Il a aussi défendu le fait que l'AFP représentait un intérêt particulier pour tous les pays européens compte tenu de l'attention plus soutenue qu'elle accorde aux thèmes européens et aux pays avec lesquels les États européens entretiennent des relations plus intenses comme les pays d'Afrique et du Proche Orient.

Au final, le Gouvernement a démontré l'impossibilité de rentabiliser l'activité de l'AFP compte tendu de la croissance des coûts consécutifs à la couverture géographique et de la faible monétisation de l'information internationale, légitimant, par là-même, le principe des aides publiques.

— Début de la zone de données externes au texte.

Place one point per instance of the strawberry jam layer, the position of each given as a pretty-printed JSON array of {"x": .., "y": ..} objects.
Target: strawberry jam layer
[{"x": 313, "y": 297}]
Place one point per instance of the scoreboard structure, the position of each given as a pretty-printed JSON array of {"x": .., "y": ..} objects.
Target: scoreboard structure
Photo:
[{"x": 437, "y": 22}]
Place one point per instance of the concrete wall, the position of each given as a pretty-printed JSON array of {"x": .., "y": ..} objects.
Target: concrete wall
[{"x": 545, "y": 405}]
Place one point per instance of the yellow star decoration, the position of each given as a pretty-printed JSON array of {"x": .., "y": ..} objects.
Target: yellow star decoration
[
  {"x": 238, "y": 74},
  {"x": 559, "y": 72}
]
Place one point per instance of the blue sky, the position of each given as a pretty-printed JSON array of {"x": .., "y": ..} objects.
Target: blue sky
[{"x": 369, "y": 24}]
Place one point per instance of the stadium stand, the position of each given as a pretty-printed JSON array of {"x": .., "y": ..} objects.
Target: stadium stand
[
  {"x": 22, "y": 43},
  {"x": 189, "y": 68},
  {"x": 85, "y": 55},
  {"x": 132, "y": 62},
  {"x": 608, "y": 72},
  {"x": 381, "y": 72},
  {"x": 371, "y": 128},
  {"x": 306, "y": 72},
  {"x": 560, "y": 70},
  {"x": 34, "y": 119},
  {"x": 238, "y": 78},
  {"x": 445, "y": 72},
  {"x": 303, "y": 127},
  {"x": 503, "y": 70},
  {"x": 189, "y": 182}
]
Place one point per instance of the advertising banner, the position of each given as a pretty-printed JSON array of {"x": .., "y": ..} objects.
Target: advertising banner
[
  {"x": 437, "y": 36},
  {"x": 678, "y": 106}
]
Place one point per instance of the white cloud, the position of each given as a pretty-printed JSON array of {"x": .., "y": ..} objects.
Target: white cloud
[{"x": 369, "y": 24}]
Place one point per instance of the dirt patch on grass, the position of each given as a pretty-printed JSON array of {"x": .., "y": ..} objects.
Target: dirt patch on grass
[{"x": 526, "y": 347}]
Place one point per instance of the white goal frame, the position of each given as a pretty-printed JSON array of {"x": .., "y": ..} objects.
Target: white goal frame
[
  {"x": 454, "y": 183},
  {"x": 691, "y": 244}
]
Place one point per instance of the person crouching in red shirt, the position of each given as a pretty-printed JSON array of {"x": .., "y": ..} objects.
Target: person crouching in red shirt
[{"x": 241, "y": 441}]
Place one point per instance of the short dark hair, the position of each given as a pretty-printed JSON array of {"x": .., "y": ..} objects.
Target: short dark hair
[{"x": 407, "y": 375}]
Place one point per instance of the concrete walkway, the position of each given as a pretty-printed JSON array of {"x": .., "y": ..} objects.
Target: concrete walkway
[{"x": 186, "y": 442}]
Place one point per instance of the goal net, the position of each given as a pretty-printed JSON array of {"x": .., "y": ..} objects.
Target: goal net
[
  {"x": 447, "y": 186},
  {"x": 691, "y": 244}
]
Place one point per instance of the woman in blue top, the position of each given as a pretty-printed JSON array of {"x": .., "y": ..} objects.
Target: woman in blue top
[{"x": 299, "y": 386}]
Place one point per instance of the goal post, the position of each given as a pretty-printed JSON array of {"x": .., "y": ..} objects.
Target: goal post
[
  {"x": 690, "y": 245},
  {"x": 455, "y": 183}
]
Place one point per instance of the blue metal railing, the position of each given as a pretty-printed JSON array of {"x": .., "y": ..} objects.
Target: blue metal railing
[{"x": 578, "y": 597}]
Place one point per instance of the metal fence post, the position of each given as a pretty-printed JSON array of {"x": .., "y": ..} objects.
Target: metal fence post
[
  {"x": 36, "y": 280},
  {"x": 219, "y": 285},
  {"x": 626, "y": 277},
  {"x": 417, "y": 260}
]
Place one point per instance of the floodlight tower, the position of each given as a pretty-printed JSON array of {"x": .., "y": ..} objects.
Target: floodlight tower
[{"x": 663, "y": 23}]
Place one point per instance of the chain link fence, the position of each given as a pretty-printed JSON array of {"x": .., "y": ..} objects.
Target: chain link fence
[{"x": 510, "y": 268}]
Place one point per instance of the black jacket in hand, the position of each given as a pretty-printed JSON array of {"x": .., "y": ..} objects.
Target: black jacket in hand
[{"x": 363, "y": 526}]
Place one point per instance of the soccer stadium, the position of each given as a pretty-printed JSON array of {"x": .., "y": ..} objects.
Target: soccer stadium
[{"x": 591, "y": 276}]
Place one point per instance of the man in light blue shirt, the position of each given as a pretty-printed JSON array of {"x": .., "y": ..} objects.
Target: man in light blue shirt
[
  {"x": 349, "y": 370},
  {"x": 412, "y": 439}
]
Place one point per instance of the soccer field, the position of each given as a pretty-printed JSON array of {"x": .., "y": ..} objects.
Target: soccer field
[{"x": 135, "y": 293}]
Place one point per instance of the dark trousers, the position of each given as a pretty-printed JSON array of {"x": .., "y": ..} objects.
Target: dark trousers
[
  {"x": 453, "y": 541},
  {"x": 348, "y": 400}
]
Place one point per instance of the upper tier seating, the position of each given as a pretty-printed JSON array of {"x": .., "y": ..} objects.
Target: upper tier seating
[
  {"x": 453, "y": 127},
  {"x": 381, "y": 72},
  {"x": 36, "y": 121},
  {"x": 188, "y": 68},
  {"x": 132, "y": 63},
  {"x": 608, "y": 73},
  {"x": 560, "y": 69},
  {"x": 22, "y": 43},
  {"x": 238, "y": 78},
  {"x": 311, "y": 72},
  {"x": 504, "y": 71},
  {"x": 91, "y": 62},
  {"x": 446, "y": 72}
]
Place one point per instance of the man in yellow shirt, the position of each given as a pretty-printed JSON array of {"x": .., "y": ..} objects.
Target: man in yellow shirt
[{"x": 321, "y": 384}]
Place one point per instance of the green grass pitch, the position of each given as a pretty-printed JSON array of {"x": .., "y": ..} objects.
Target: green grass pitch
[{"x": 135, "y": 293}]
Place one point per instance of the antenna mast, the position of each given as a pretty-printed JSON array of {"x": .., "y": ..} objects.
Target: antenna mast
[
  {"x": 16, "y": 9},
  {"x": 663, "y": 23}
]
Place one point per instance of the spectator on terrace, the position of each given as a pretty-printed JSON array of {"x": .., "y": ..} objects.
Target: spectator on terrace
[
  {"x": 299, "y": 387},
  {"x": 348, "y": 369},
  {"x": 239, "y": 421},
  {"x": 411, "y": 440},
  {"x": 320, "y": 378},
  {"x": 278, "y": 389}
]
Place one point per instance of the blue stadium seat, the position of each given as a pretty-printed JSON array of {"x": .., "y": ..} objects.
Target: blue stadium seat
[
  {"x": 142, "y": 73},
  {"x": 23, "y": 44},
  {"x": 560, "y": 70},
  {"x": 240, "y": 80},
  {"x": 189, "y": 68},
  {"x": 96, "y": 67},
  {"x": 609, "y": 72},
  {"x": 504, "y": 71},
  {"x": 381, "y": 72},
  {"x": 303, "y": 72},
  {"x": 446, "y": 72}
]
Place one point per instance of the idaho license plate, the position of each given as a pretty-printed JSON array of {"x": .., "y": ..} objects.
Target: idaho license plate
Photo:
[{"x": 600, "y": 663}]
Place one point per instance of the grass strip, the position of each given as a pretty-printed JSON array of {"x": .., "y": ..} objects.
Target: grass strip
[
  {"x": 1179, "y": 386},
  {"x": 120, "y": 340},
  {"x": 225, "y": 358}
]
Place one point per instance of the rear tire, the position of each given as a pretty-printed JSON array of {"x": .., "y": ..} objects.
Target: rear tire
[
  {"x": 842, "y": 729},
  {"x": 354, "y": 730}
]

À l'issue de ce dialogue, le Gouvernement a pris un certain nombre d'engagements qui ne remettent pas en cause la mission de l'AFP mais qui mettent en conformité son statut avec le droit européen. Il a ainsi prévu de distinguer la subvention ayant pour objet de compenser les coûts nets des missions d'intérêt général exercées par l'AFP du paiement des abonnements souscrits par les services de l'État auprès de l'AFP dont le montant devra être conforme au prix du marché.

b) La spécificité de l'Agence France-Presse reconnue par la proposition de loi

Les engagements pris par le Gouvernement envers la Commission européenne se traduisent dans la proposition de loi par quatre dispositions :

- la commission financière de l'AFP se voit reconnaître la mission de s'assurer annuellement que la compensation financière versée par l'État n'excède pas les coûts nets générés par l'accomplissement des missions d'intérêt général. Cette disposition attribue donc à un organe de l'AFP indépendant le soin de veiller au respect des obligations de l'Agence en matière de règlementation européenne sur les aides publiques ;

- l'article 13 de la loi du 10 janvier 1957 précitée est modifié afin de prévoir que « les activités de l'Agence France-Presse ne relevant pas des missions d'intérêt général définies aux articles 1 er et 2 font l'objet d'une comptabilité séparées » . Cette disposition est la plus importante puisqu'elle permet d'assurer qu'il n'y aura pas de financements croisés des activités marchandes par des aides publiques ;

- la proposition de loi précise également que les prix des abonnements souscrits par l'État auprès de l'AFP seront dorénavant déterminés sur la base des « grilles tarifaires générales de l'agence » et que la convention devra prévoir les conditions de leur révision. Cette rémunération aux conditions du marché était demandée par la Commission européenne afin d'éviter une éventuelle surcompensation ;

- enfin, il est affirmé que « la responsabilité de l'État ne peut se substituer à celle de l'AFP envers ses créanciers », ce qui permet d'éviter de faire bénéficier l'Agence d'un éventuel avantage lié à la qualité du risque attaché à ses créances.

Votre commission estime que ces dispositions permettent non seulement de mettre le statut de l'AFP en conformité avec le droit européen en matière d'aides publiques mais qu'elles ont aussi le mérite de sécuriser le modèle de l'AFP pour l'avenir tout en reconnaissant la spécificité et l'importance de sa mission. Elle vous proposera donc de les adopter sans modification en considérant que l'AFP est aujourd'hui confortée dans son modèle juridique à défaut d'avoir pu stabiliser son modèle économique. Votre commission souhaite également donner acte au Gouvernement qu'il a défendu avec efficacité et pertinence l'AFP dans le cadre de ces échanges constructifs avec la Commission européenne.


* 5 Proposition de loi n° 522 (2010-2011) relative à la gouvernance de l'Agence France-Presse déposée par Jacques Legendre.